Pero para que esos días lleguen, la industria de la construcción tiene un gran reto: es necesario “concientizarnos, educarnos y tratar de entender cómo actuar ante el futuro y cómo resolver e innovar”, señala Inés Martín del Campo, encargada de Supervisión Arquitectónica y Gestión Inmobiliaria del Grupo Arquitectoma.

Para ello, quienes están integrados en este sector deberán encontrar la manera de hacer redituable el negocio inmobiliario al invertir en el tema de la sustentabilidad.

Actualmente la sustentabilidad impacta al 40? la construcción, en cuanto a la energía que se produce en el inmueble.

Inés Martín del Campo explica que deben entender que lo que están haciendo en el gremio es invertir para dar un buen producto al usuario final, para que éste se mantenga contento y a la par, nos educamos todos en la parte sustentable, al ahorrar energía, agua y otros recursos para ganar todos y conseguir un negocio redondo.

En este sentido, los despachos de arquitectura están viendo cuáles son las áreas de oportunidad en el sector de la construcción: “Yo creo que son varias. Hay dos temas que hay que sumar, uno es entender todas estas nuevas tendencias y cómo vamos a integrar esta innovación”, destaca la arquitecta.

El otro es considerar todos estos conocimientos, proponer cómo habilitarlos y cómo hacer esa ingeniería de valor, pensando desde una perspectiva más creativa y repensando los espacios cómo podemos tener ahorros y soluciones, agrega.

Además de contar con elementos que ayuden en la eficiencia energética dentro de los edificios, las ciudades del futuro deberán presentar otro elemento: la centralización.
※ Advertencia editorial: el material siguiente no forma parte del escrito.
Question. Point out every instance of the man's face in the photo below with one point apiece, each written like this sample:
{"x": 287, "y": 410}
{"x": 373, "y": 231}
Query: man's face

Una ciudad centralizada que contenga desde servicios básicos como escuelas, hospitales, centros comerciales, zonas de esparcimiento, así como áreas de trabajo, favorece que las personas prefieran caminar, utilizar un transporte más ecológico o al menos realizar traslados más rápidos, de modo que haya menos tránsito vehicular y se generan menos emisiones de carbono.

Así, crear una ciudad centralizada también es sustentable, y se pueden obtener más beneficios que se complementan para bien del ecosistema y de la convivencia social.

“Visualizo las ciudades centralizadas hacia lo que va la tendencia, para tratar de regresar la calidad de vida a la gente y que viva y trabaje cerca, que pueda ir a comer a su casa y pueda llegar en determinado tiempo y no esté todo el tiempo en el tráfico, justamente esto se logra a través de las ciudades centralizadas y verticales”, afirma Inés Martín del Campo.

Añade que el desafío será entender cómo vamos a efectuar la gestión de esta centralización y cómo vamos a hacer esta infraestructura en las ciudades del futuro.